A case for concrete pavement intersections


EVER PULLED INTO the car park of your local shopping precinct, come to a stop at the traffic lights in the centre of town, or turned at a roundabout close to your kid’s school, only to feel as if you have driven over a cattle grid?

C_March_2015_Pg59_1The car shudders, the driver and passengers are shaken, the keys jangle loudly beneath the ignition and the rear view mirror vibrates to distortion. Sound familiar?

Intersections of various types are routinely damaged by traffic more than almost any other point on the road.

Heavy vehicles stopping and turning stress the road surface (pavement) at intersections, which by their very nature experience greater traffic volumes compared to the approaching lanes.

The asphalt surface at these busy junctions is prone to premature deterioration, rutting and ravelling under the strain of buses and trucks travelling at low speed around a tight curvature.

The deformed driving surface becomes an expensive maintenance problem for the roading authority, as well as a comfort and ultimately a safety concern for road users.

Concrete option

While intersections form only a tiny percentage of our total roading network, their importance to the overall level of functionality warrants the careful consideration of alternative design and construction models.

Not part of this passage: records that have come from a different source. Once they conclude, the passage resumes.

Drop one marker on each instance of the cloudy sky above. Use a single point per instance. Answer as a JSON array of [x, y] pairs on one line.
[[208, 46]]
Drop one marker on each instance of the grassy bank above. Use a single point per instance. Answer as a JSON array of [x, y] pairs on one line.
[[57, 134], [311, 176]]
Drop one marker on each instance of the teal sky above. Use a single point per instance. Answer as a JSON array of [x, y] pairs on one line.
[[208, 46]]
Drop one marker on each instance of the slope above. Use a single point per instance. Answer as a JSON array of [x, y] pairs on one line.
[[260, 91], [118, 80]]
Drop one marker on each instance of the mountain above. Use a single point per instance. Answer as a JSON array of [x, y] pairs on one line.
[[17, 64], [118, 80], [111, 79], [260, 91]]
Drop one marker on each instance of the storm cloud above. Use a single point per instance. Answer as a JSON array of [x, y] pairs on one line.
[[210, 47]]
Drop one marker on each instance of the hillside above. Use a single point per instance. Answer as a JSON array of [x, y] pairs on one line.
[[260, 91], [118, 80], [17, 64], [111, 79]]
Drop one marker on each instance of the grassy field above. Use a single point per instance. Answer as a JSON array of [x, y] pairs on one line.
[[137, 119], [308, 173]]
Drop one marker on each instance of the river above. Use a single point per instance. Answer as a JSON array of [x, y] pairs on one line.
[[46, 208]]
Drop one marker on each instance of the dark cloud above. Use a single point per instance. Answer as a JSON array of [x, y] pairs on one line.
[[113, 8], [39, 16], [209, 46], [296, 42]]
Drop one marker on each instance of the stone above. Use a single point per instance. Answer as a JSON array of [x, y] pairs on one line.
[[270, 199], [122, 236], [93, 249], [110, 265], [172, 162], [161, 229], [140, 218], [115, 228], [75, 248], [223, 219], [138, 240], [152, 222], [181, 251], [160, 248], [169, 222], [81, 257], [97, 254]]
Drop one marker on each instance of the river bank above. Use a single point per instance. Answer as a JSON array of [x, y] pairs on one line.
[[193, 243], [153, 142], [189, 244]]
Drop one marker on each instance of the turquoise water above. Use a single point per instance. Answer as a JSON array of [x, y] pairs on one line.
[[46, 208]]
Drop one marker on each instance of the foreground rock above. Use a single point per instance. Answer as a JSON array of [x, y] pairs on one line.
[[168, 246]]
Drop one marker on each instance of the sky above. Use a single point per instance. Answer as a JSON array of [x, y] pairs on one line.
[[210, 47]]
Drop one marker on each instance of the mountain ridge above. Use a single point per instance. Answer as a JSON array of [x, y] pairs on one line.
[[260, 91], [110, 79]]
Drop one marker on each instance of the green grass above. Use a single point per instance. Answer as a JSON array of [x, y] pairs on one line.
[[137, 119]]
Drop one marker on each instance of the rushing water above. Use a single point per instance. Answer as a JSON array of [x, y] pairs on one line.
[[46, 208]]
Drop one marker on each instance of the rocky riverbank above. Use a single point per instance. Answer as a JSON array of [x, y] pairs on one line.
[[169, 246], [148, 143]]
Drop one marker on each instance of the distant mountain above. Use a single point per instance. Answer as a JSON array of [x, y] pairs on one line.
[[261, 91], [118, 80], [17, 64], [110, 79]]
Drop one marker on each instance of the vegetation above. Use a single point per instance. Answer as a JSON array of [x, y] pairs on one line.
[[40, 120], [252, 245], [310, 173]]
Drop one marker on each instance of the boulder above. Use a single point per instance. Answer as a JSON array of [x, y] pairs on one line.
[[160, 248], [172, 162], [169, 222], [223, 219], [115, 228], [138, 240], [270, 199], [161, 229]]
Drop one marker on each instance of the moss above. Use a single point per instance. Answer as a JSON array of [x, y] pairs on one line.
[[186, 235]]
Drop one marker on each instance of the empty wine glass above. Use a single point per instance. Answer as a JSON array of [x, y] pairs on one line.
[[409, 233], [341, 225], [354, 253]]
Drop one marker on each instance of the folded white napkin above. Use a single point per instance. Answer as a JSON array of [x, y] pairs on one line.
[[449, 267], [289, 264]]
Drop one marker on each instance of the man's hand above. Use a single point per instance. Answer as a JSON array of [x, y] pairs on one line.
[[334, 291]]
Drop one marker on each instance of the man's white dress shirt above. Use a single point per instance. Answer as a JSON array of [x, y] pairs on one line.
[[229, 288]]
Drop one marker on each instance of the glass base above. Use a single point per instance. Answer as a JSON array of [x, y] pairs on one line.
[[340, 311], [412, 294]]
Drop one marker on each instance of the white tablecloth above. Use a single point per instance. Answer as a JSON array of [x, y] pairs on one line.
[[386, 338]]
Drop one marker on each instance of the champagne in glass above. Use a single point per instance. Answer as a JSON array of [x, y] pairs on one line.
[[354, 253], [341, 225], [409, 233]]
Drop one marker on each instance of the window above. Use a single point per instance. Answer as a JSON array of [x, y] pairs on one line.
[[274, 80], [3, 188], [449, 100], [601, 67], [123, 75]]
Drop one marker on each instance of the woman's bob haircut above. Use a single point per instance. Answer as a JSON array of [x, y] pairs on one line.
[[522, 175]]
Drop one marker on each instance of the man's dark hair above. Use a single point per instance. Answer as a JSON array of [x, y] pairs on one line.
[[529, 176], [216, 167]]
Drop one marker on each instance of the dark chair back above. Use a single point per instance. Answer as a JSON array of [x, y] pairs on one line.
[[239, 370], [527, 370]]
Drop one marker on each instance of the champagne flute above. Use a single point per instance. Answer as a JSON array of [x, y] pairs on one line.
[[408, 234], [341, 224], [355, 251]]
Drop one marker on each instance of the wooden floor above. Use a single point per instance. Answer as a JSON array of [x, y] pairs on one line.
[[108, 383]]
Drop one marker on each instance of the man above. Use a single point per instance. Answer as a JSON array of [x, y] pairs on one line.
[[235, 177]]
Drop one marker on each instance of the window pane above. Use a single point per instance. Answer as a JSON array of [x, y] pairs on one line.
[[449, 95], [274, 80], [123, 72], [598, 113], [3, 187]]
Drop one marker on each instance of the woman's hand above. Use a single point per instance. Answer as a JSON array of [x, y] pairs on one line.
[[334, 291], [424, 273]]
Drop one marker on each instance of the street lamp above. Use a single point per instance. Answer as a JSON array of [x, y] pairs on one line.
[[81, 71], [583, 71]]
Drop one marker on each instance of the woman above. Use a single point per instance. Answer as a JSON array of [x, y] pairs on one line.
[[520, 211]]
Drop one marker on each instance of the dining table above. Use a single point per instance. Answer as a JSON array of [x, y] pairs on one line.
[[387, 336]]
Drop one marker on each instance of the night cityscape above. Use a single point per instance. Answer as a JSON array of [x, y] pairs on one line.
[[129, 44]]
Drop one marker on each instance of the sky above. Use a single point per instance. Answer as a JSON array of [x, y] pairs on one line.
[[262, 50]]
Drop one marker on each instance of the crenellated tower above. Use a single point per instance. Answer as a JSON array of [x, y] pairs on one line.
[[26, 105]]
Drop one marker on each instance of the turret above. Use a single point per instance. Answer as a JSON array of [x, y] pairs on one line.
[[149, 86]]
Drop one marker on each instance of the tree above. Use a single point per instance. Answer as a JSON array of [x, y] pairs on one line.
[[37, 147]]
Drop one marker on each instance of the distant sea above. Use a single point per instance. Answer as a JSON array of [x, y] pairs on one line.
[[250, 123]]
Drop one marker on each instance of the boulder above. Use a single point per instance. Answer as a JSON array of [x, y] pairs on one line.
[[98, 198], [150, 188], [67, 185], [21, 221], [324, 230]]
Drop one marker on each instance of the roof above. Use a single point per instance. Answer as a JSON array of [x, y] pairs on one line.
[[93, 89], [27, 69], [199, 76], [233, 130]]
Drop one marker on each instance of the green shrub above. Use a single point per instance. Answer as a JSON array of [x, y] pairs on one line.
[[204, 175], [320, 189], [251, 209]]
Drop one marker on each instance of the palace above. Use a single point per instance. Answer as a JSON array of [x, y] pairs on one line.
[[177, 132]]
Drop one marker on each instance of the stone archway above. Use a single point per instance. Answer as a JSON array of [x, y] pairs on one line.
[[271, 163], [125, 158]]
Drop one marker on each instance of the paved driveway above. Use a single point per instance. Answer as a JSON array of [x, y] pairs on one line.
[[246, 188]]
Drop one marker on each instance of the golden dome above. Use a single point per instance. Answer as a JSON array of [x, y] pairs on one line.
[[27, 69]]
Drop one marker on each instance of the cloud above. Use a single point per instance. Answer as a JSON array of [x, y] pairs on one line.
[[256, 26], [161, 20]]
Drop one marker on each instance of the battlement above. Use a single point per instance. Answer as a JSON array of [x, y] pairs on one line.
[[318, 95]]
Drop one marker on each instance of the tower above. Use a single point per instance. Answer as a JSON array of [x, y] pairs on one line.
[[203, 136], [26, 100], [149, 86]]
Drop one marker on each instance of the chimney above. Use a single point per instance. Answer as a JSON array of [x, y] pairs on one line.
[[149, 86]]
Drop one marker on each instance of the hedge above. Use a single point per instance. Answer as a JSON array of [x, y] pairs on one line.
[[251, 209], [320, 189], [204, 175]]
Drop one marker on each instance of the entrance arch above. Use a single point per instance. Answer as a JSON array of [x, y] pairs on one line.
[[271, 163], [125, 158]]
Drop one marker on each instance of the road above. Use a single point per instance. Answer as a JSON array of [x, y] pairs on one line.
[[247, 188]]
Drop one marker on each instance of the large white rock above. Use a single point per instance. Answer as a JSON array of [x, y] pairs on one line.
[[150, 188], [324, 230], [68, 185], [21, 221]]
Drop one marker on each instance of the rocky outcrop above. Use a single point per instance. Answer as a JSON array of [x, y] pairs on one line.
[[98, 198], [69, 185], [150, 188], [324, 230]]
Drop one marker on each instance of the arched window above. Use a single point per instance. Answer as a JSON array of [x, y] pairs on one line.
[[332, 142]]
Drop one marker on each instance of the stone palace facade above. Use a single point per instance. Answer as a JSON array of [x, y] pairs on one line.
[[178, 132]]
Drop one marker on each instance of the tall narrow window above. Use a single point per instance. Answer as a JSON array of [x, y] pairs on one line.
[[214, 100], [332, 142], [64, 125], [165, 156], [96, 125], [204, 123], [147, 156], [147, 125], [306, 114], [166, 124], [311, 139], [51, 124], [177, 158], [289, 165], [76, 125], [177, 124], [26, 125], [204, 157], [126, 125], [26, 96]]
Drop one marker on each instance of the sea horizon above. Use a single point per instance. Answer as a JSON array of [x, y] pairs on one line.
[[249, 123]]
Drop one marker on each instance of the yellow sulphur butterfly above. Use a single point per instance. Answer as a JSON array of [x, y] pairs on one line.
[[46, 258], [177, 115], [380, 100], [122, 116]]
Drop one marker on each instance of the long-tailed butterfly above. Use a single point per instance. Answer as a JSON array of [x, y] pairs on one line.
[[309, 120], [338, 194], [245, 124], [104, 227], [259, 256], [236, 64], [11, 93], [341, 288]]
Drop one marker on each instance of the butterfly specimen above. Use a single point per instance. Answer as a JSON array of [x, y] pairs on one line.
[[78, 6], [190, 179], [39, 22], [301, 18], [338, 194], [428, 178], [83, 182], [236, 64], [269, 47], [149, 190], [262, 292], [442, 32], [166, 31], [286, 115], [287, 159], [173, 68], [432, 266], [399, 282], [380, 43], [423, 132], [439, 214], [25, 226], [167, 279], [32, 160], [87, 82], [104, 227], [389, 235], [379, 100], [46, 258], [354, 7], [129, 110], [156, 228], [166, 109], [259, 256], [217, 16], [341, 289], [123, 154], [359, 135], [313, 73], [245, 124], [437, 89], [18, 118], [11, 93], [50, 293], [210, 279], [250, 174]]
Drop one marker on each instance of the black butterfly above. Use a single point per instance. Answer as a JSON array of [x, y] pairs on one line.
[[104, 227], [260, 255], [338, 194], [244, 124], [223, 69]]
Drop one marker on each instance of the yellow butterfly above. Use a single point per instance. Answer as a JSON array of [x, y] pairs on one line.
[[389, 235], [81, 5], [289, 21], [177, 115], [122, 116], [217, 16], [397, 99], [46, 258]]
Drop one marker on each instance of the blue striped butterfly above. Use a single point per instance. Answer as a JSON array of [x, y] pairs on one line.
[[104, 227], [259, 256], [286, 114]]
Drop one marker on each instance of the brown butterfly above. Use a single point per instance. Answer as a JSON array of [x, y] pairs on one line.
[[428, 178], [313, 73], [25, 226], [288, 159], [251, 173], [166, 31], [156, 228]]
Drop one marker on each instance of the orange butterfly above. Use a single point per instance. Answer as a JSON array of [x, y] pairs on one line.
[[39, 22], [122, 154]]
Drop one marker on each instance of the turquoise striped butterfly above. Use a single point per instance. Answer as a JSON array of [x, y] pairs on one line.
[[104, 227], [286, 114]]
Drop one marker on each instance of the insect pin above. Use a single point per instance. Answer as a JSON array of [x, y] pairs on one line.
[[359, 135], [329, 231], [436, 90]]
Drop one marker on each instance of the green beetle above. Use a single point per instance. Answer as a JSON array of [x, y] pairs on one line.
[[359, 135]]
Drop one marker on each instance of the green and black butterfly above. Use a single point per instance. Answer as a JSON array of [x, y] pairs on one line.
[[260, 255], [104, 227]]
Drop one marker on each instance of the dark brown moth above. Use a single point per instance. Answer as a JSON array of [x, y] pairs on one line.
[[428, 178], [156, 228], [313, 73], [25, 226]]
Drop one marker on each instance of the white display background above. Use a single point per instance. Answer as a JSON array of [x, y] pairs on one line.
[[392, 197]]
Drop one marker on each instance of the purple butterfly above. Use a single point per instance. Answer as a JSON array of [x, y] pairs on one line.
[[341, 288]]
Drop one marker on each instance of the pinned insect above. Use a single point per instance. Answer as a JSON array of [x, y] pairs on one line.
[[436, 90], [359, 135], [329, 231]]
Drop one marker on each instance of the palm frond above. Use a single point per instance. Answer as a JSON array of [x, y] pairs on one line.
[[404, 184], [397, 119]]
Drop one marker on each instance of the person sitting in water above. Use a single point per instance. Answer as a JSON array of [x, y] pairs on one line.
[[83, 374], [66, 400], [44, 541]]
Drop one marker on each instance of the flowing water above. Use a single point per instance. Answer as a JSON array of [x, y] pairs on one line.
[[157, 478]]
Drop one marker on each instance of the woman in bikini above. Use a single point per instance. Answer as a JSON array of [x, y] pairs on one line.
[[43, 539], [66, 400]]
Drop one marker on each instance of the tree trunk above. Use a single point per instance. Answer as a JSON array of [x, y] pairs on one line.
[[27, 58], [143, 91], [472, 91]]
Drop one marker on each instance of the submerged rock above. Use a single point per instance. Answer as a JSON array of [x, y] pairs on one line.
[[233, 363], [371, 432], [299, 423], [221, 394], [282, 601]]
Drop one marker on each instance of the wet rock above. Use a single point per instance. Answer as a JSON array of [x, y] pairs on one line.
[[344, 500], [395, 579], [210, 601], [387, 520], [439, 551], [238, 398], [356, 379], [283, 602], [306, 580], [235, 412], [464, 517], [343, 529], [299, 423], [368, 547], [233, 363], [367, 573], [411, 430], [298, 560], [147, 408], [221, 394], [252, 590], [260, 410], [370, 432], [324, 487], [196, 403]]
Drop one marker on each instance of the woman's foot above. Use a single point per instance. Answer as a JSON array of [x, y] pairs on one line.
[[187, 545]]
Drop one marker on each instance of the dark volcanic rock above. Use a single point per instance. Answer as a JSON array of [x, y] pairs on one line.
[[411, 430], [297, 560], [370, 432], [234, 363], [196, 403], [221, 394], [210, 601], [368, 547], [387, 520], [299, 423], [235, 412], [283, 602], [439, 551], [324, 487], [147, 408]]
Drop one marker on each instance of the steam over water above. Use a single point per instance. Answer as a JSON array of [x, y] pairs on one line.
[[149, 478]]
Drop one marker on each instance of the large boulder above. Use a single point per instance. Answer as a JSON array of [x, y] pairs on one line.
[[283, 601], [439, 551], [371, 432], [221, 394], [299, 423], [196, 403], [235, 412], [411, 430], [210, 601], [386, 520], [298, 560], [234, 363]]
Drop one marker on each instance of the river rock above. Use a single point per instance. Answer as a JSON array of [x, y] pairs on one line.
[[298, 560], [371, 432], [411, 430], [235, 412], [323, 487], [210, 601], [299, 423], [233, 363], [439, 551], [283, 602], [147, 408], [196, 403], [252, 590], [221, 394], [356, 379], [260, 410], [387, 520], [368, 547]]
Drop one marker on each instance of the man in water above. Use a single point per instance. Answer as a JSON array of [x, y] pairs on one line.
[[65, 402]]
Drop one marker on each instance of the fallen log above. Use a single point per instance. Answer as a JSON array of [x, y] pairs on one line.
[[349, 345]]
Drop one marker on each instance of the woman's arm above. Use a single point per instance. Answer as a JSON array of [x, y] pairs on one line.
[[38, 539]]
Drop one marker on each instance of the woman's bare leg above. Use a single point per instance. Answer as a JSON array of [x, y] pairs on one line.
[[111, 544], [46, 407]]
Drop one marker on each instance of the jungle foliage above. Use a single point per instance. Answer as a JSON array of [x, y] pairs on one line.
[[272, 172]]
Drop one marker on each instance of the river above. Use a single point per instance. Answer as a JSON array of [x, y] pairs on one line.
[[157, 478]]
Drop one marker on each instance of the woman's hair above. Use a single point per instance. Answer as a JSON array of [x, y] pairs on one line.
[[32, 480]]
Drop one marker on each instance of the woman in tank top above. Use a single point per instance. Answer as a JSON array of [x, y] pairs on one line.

While not traditionally a widely used pavement material in New Zealand, concrete pavements for intersections offer a range of advantages that are worth summarising here:

  • As a relatively low maintenance asset a concrete pavement is competitive in terms of repair or replacement;
  • Reduced maintenance translates to less disruption to traffic and local businesses;
  • Generally thinner than alternatives, a concrete pavement requires less excavation;
  • A concrete pavement is less susceptible to softening or deterioration caused by oil and fuel spillage;
  • Good light reflectivity of a concrete pavement enhances pedestrian and vehicle safety at night and during inclement weather;
  • A concrete pavement’s surface texture and skid resistance can be tailored to meet specific requirements;
  • Constructability of concrete pavements over a short time period allows for rapid re-use of the intersection.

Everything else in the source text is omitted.